“They want to totally buy us out,” Nayatel chairman Rashid Khan told Reuters in an interview, adding talks had slowed over the potential cost of a deal.
“Ultimately it comes down to price,” said Khan, adding he also expected interest from Chinese and Norwegian companies.
No one from Etisalat was immediately available for comment.
Gulf-based Etisalat, the Arab world’s second-biggest telecoms firm, has faced tough competition at home after its monopoly was broken in 2007 by Dubai-based du and operates in 18 countries.
Nayatel made its name by investing early in a fibre-optic network for direct connections to homes and businesses to allow for heavier data downloads.
The internet, telephone and cable TV service provider has paid-up capital of about $5 million.

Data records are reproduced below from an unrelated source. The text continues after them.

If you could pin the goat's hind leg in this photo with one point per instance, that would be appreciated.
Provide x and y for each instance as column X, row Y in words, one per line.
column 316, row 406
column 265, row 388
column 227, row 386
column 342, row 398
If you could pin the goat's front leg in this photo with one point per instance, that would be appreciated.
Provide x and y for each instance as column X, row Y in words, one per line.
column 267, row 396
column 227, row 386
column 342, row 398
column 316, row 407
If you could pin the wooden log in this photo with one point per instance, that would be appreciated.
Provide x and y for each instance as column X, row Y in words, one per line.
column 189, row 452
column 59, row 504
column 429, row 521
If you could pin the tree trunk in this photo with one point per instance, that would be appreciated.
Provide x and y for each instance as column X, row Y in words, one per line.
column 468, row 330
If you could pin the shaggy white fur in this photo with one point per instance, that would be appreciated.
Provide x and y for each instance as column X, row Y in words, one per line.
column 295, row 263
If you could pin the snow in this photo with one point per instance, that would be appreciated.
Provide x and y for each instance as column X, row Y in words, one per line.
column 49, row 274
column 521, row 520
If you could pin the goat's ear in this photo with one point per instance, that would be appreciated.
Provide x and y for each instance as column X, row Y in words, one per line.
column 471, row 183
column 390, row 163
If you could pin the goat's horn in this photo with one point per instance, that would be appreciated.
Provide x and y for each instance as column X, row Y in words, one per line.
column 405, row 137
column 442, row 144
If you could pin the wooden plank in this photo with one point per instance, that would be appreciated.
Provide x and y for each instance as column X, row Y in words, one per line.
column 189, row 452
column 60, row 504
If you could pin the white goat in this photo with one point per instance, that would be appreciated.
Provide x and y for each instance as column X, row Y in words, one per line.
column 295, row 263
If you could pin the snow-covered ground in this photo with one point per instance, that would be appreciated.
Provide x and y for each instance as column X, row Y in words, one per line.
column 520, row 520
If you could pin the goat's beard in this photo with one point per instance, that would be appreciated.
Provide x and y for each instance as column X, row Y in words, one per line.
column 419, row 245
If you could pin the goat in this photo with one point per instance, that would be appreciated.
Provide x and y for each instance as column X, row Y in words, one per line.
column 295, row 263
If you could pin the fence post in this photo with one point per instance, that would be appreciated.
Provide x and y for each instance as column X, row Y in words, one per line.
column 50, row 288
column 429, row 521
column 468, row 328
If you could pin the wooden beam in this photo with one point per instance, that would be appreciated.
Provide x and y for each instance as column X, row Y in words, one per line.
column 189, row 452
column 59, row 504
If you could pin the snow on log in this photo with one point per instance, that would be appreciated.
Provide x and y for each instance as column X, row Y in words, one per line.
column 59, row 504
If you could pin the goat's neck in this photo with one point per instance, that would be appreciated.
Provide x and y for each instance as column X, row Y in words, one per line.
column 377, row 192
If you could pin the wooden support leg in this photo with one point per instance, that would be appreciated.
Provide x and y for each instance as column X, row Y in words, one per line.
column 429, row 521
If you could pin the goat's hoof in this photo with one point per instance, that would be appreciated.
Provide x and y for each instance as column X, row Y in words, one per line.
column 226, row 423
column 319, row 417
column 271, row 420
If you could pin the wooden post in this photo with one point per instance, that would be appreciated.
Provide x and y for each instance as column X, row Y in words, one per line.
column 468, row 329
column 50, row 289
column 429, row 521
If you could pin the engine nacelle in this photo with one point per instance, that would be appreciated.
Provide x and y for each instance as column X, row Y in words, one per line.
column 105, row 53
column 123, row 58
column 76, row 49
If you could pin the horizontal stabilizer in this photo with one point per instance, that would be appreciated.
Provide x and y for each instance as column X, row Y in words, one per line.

Annual sales among its 7,000 customers top $12 million, said Khan, with revenue growth of 40-50 percent a year.
Nayatel is hoping to expand its domestic business beyond Islamabad and Rawalpindi to Lahore and Pakistan’s biggest city, Karachi, which has an estimated population of 18 million. It also has ambitions to penetrate overseas markets by lending its fibre-optic expertise.
“I am talking to someone who wants us to invest in Afghanistan, someone who wants us to work in Saudi Arabia and someone who wants us to work in Turkey,” said Khan in Nayatel’s modest Islamabad office.
Between 2004 and 2009, 34 percent of the $19 billion in foreign direct investment in Pakistan flowed to the telecom sector, according to the Pakistan Telecommunications Authority.
Major investors included the UAE, United States, Norway and China.
Getting foreign companies to invest in Pakistan isn’t easy, with the country’s image hurt by a Taliban campaign of suicide bombings to destabilise the U.S.-backed government.
Khan, however, is more troubled by a government that he perceives has failed on all fronts, and holds out few hopes that it will try to attract investment from overseas or at home.
“They are a disaster in everything, whether it’s law and order, governance, financial management, you name it. They have made a mess of things,” he said.
“This government is fighting for survival every day. They are not interested in helping anyone else out.”